Il monco : « Quando la musica finisce, raccogli la pistola e cerca di sparare. Cerca ! » (Quand la musique se termine, ramasse le pistolet et essaie de tirer. Essaie !)
L’indio : « Sei stato poco attento è ?» (Tu as été peu attentif hein ?) « Colonello, prova con questo. » (Colonnel, essaie avec celui-ci.) « Niño, il gioco lo conosci. » (Niño, le jeu tu le connais.) « Bravo » (Bravo) « Mè, c’è aria di famiglia in quella foto » (Mais il y a un air de famille sur cette photo.) « Tieni. » (Tiens.)
Colonnello : « Sucede a volte fra fratello e sorella. » (ça arrive parfois entre frère et sœur)
L’indio : « La pistola » (Le pistolet)
Colonnello : « Ragazzo, sei diventato libero. » (Garçon, tu es devenu libre.)
L’indio : « SIAMO diventati liberi. » (NOUS sommes devenus libres.)
Colonnello : « No, tu solo, e te lo sei meritato. » (Non, toi seulement, et tu l’as mérité.)
L’indio : « E la nostra società ? » (Et notre société ?)
Colonnello : « Un’altra volta. » (Une autre fois.)
Quand la bande son s’arrête, je pars chercher de l’arrière d’un socle un sac en plastique que je pousse des pieds au centre de la salle et duquel je sorts une motte d’argile.
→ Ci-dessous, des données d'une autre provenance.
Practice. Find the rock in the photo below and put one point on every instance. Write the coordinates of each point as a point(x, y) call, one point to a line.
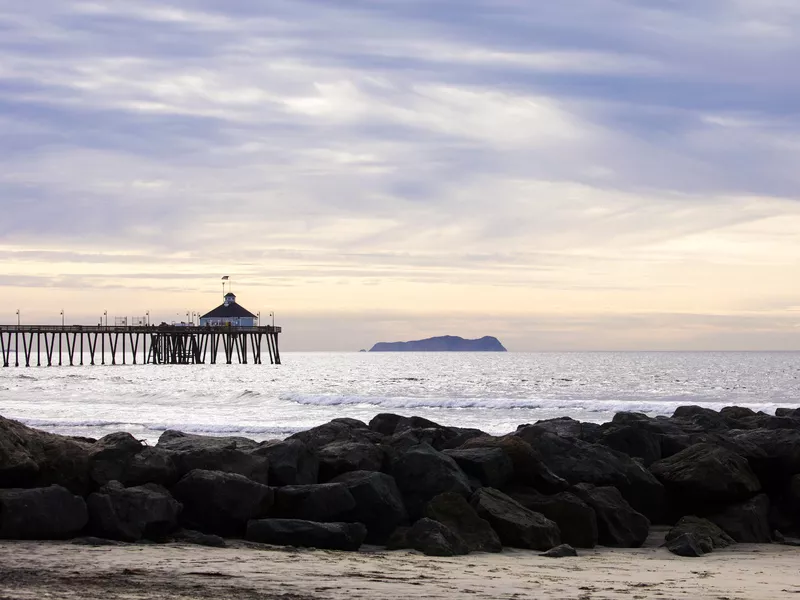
point(130, 514)
point(121, 457)
point(49, 513)
point(516, 526)
point(746, 522)
point(491, 466)
point(221, 503)
point(689, 545)
point(698, 418)
point(529, 466)
point(94, 541)
point(422, 473)
point(290, 462)
point(580, 462)
point(32, 458)
point(323, 502)
point(704, 475)
point(700, 528)
point(575, 519)
point(635, 441)
point(346, 456)
point(562, 426)
point(226, 455)
point(338, 430)
point(307, 534)
point(560, 551)
point(773, 455)
point(452, 510)
point(444, 343)
point(618, 524)
point(433, 538)
point(189, 536)
point(378, 503)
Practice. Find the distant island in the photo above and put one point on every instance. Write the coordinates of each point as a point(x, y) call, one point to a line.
point(444, 343)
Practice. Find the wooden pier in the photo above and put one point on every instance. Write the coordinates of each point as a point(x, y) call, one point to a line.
point(57, 345)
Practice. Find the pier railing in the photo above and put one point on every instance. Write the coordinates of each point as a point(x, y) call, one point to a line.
point(51, 345)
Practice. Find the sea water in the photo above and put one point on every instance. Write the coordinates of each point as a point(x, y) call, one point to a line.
point(493, 392)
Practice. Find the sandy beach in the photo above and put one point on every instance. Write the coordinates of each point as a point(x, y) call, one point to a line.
point(250, 571)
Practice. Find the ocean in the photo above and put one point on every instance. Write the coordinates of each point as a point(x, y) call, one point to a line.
point(493, 392)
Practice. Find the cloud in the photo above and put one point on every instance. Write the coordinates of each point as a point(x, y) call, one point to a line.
point(573, 147)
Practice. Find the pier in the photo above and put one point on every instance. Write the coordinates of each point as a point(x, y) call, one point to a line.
point(71, 345)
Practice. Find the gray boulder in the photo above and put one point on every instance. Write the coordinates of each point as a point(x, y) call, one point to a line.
point(704, 475)
point(33, 458)
point(746, 522)
point(618, 524)
point(226, 455)
point(307, 534)
point(435, 539)
point(491, 466)
point(130, 514)
point(452, 510)
point(516, 526)
point(345, 456)
point(580, 462)
point(221, 503)
point(689, 545)
point(700, 528)
point(291, 462)
point(560, 551)
point(422, 473)
point(575, 519)
point(323, 502)
point(378, 503)
point(49, 513)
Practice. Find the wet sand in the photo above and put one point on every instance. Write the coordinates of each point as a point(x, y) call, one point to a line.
point(34, 570)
De quelques lancers au sol je lui apporte sa densité maximale, avant d’en modeler une boule dans laquelle j’enfonce mon pouce plusieurs fois pour lui donner des yeux, un nez et une bouche. Je danse un slow avec cette tête, je l’embrasse sur la bouche et je quitte la salle en la portant sur l’épaule. Quelques pas dans le jardin en faisant le tour du bassin et je la pose sur un pieu à l’entrée du potager, pour disparaître dans la « cabane cuisine » qui borde le fleuve.
Une personne du public m’a demandé après la performance qui interprèterait la partition De statua. J’ai répondu « personne », « le silence ».